If you are experiencing financial hardship, you should contact your credit providers as soon as possible. They can work with you to determine the best way to support you in this difficult time.
You should also be aware that, in certain circumstances, if you do not make a loan payment, a credit provider can issue you notices requiring you to not only make that particular loan payment, but the entire balance of the loan as well. If this happens, it may mean the default that is ultimately listed on your credit report is for the entire balance of the loan. If you miss payments on a loan to which the National Credit Code does not apply, there may not be a minimum notice period before the entire balance becomes payable.
Borrowing more money when you’re already having financial troubles may only make your situation worse. If you’re finding it hard to make repayments or if you’ve lost your source of income, you should contact your credit provider right away. They can help you restructure your financial obligations before they affect your credit report . For more information on this process, see hardship assistance.
You can speak to a financial counsellor for help with your personal situation, or go to ASIC's MoneySmart site for more general information on financial counselling. Financial counsellors work in community organisations and provide advice about credit and debt issues. Financial counselling is free, independent and confidential. For more information on financial counselling, or to find a financial counsellor click here.

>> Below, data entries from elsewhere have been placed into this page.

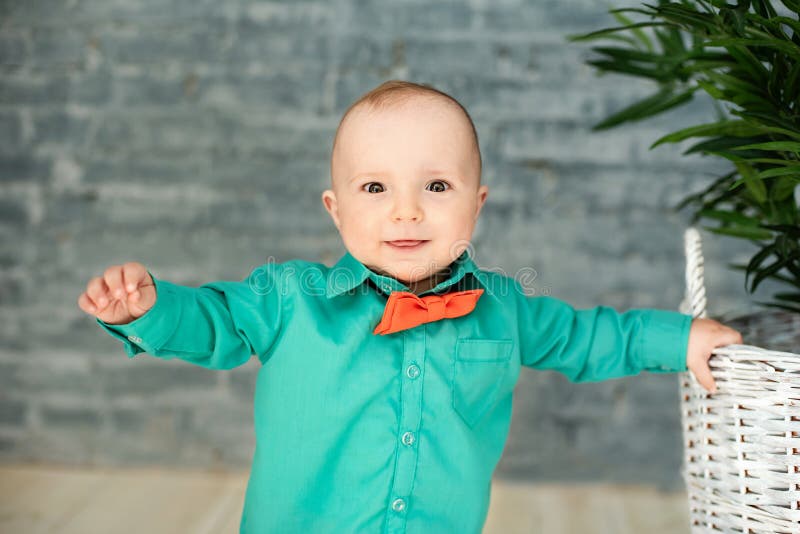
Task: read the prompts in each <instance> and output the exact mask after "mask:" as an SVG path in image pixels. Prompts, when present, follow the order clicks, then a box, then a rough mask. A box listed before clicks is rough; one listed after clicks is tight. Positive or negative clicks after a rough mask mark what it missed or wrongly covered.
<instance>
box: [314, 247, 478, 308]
mask: <svg viewBox="0 0 800 534" xmlns="http://www.w3.org/2000/svg"><path fill="white" fill-rule="evenodd" d="M450 268H451V269H452V274H451V275H450V276H449V277H448V278H447V279H446V280H443V281H442V282H440V283H439V284H438V285H436V286H435V287H432V288H431V289H429V290H427V291H425V292H423V293H421V294H420V295H419V296H423V295H426V294H428V293H441V292H444V290H445V289H447V288H448V287H450V286H452V285H454V284H456V283H458V282H459V281H460V280H461V279H462V278H464V276H465V275H467V274H472V275H473V276H474V277H475V278H476V279H477V280H478V282H480V284H481V285H482V286H483V288H484V289H485V290H487V291H488V288H489V284H488V281H487V279H486V273H484V272H483V271H481V270H480V269H479V268H478V266H477V265H475V262H474V261H473V260H472V258H471V257H470V255H469V249H466V250H465V251H464V252H462V253H461V255H460V256H459V257H458V258H457V259H456V260H455V261H454V262H453V263H451V264H450ZM367 278H369V279H370V280H372V282H373V283H374V284H375V285H376V286H377V287H378V288H380V289H381V290H382V291H383V292H385V293H387V294H389V293H391V292H392V291H410V289H409V287H408V286H406V285H405V284H403V283H402V282H400V281H399V280H396V279H394V278H392V277H390V276H382V275H380V274H378V273H376V272H375V271H373V270H372V269H370V268H368V267H367V266H366V265H364V264H363V263H361V262H360V261H358V260H357V259H356V258H355V257H353V255H351V254H350V252H345V254H344V256H342V257H341V259H340V260H339V261H338V262H336V264H335V265H334V266H333V267H331V268H330V270H329V271H328V279H327V288H326V296H327V297H328V298H333V297H335V296H337V295H341V294H342V293H345V292H347V291H350V290H352V289H355V288H357V287H359V286H360V285H361V284H363V283H364V282H365V281H366V280H367Z"/></svg>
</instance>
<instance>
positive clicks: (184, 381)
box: [98, 334, 217, 396]
mask: <svg viewBox="0 0 800 534" xmlns="http://www.w3.org/2000/svg"><path fill="white" fill-rule="evenodd" d="M105 335H108V334H105ZM137 358H138V356H137ZM145 358H148V356H147V355H145ZM149 358H151V359H152V358H153V357H152V356H149ZM176 363H177V365H175V364H164V362H155V361H154V362H147V364H146V365H126V366H122V367H117V366H115V367H113V368H110V367H109V368H103V369H102V370H100V372H99V374H98V381H100V382H101V383H102V388H103V391H104V392H105V393H106V394H109V395H115V396H117V395H131V394H134V395H138V396H141V395H159V394H166V393H174V392H175V391H191V390H193V389H194V390H204V391H206V392H208V389H209V388H212V387H213V386H214V385H215V384H216V383H217V377H216V375H215V371H213V370H210V369H203V368H201V367H198V366H196V365H191V364H189V363H187V362H176Z"/></svg>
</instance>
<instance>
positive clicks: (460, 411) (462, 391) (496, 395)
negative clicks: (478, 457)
mask: <svg viewBox="0 0 800 534" xmlns="http://www.w3.org/2000/svg"><path fill="white" fill-rule="evenodd" d="M512 343H513V341H512V340H510V339H459V340H458V341H457V342H456V354H455V359H454V362H453V380H452V382H453V383H452V385H453V408H454V409H455V410H456V412H458V414H459V415H460V416H461V418H462V419H463V420H464V422H465V423H467V425H468V426H470V427H472V426H474V425H475V424H476V423H477V422H478V421H479V420H480V419H481V417H483V416H484V414H485V413H486V411H487V410H488V409H489V408H491V407H492V406H494V405H495V403H496V402H497V395H498V393H499V391H500V386H501V384H502V382H503V378H504V377H505V375H506V371H507V369H508V362H509V360H510V358H511V347H512Z"/></svg>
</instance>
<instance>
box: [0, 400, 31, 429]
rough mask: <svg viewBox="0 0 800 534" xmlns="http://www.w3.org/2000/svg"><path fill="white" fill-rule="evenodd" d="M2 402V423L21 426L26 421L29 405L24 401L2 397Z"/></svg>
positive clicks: (1, 421)
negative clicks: (3, 398) (27, 404)
mask: <svg viewBox="0 0 800 534" xmlns="http://www.w3.org/2000/svg"><path fill="white" fill-rule="evenodd" d="M0 400H2V402H0V425H9V426H10V425H13V426H21V425H23V424H24V423H25V419H26V417H27V412H28V406H27V404H26V403H25V402H23V401H18V400H14V399H2V398H0Z"/></svg>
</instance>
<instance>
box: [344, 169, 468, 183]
mask: <svg viewBox="0 0 800 534" xmlns="http://www.w3.org/2000/svg"><path fill="white" fill-rule="evenodd" d="M423 172H424V173H425V174H434V175H437V176H441V175H447V176H452V177H453V178H455V179H456V180H460V179H461V176H459V174H458V173H457V172H450V171H445V170H440V169H423ZM388 175H389V173H388V172H362V173H359V174H356V175H355V176H353V177H352V178H350V180H348V182H347V183H352V182H355V181H356V180H357V179H359V178H366V177H373V176H374V177H379V178H383V177H385V176H388Z"/></svg>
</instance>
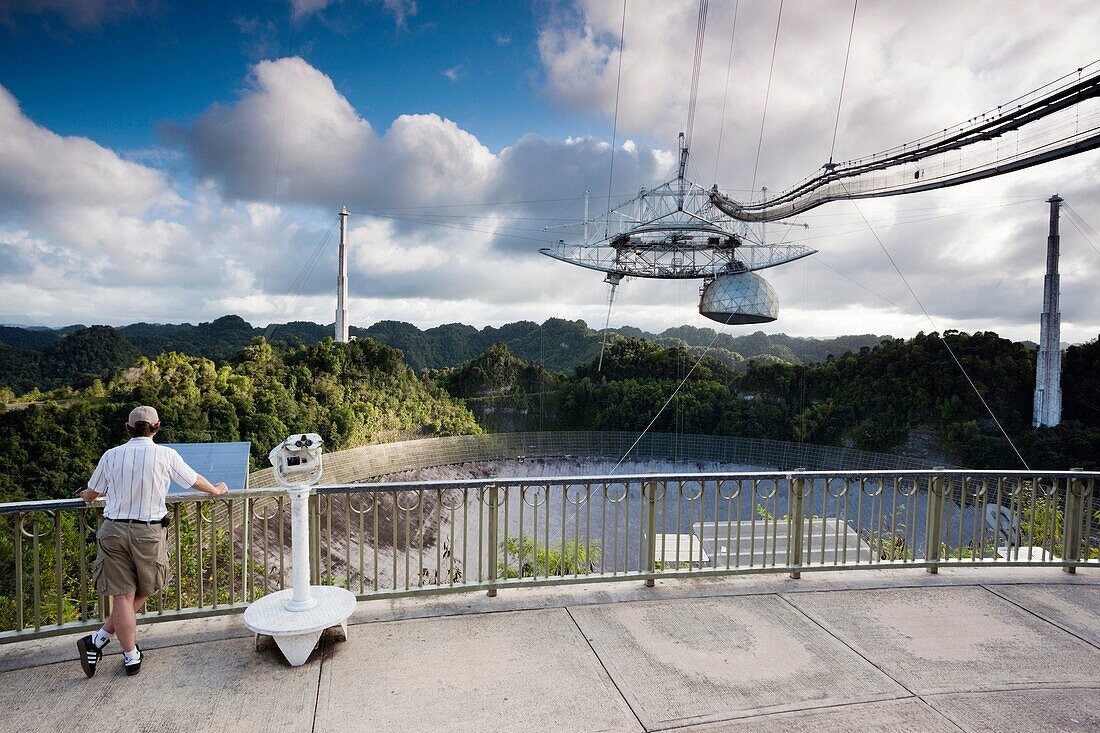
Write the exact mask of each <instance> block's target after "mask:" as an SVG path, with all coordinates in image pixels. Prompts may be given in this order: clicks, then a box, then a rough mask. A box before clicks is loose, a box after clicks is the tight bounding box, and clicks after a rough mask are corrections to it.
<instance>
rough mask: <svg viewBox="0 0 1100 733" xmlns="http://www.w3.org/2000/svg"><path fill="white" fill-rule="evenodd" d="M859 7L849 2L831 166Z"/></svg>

Community legal services can provide free legal advice about credit reports and your legal options.
Debt is money that you owe and need to pay back. In other words, debt and credit are essentially the same thing, except that credit may involve an extra agreement that the debt is to be paid at a future time. A debt is created when you borrow money on the condition that you have to repay it or when you receive a service before you have paid for it on the understanding that you will pay for the service. In some cases, you can incur a series of debts under the same contract, as with a credit card.
Everyday examples of services you may receive before you pay for them include electricity and gas, or mobile phone and internet services. If you don’t pay the bills on time, it may cost you more money, including overdue fees, collection costs or (for certain services) disconnection fees.
In some cases, a credit provider may ask for a person to give a guarantee for credit that another person (that is, the borrower) has applied for. A person who provides a guarantee is called the guarantor of the loan.
The guarantor will be legally responsible for paying back the loan (with any fees, charges and interest) if the borrower cannot or will not make the repayments. Normally a guarantor will be required to seek independent legal advice when providing a guarantee. The legal advice certificate will then be provided to the credit provider .
Debts that have been guaranteed may appear on both the guarantor and the borrower’s credit reports.
As a guarantor, you may be obliged to repay the amount of credit you have guaranteed if the borrower does not meet their repayment obligations, and can lose any property that you offer as security. Therefore, you should consider your financial situation and capacity to act as a guarantor before agreeing to do so.